Students at Sacred Heart School were treated to a visit by children’s’ author Erin Bow, who read from her book Plain Kate and explained to them the revision process of writing the novel.
Erin Bow
Author Erin Bow dropped in at Sacred Heart School last week to talk to students about the process of writing a novel

Students at Sacred Heart School were treated to a visit by children’s’ author Erin Bow, who read from her book Plain Kate and explained to them the revision process of writing the novel.

Bow specializes in fantasy and science fiction and stopped in as part of a tour set up for TD Book Week.

“I’m going to be talking about how to succeed by failing at everything. I actually didn’t set out to be an author, I set out to be a physicist and my life has taken a bunch of left turns at every stage of becoming a full-time author, which is nuts,” she said before the presentation.

TD Book Week is a collaboration between TD Bank and the Canadian Children’s Book Centre, she added, and was developed to send authors around the country to talk at schools.

Bow is from Ontario and said she jumped at the opportunity because two of her books are set in Saskatchewan and she said her presentations would resonate well with audiences in the Prairies.

A more important reason she was eager to take part, though, is because the students seem to be more into fiction than older audiences and keen to hear what she has to say.

“They’re so passionate, they’re so there for you, it’s really interesting and they love their fiction.

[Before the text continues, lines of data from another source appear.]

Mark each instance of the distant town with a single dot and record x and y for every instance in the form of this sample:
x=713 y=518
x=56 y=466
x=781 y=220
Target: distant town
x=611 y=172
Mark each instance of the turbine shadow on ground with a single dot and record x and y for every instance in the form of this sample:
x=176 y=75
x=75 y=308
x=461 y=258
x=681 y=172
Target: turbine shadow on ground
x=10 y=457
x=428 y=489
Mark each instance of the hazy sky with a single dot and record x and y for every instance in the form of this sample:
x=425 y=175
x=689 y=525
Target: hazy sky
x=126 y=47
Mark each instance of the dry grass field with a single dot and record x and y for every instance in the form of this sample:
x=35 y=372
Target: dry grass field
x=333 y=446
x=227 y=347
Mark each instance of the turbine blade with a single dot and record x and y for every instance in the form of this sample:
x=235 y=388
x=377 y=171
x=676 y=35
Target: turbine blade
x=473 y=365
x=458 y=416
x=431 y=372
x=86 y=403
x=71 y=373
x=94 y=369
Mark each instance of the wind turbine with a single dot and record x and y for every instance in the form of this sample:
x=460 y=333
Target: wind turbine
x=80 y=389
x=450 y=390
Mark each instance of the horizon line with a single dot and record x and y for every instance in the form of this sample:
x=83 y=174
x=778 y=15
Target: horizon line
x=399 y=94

I’m hoping one of them is like, wow, books are produced by actual human beings, maybe I could do that,” she said.

“I hope they get a little bit of a laugh at me too because I tell some truly mortifying stories, but I hope that if there’s somebody who feels like they don’t know what their path is in life and they’re all alone in that, they won’t feel quite as alone.”

During her presentation she told the students how it took her six years to write and then two more years to revise her novel, Plain Kate, a process she described as amazing, snarling and knotty.

The novel is about an orphan girl named Kate who sells her shadow and gets a talking cat; a premise she said resonates well with young readers.

The presentation wasn’t just for the students though, as Bow said there are things she takes away from talking to young fiction fans as well.

She said, “A writer’s book is never done until you meet a reader, and you don’t get a lot of chances to actually look into their faces.”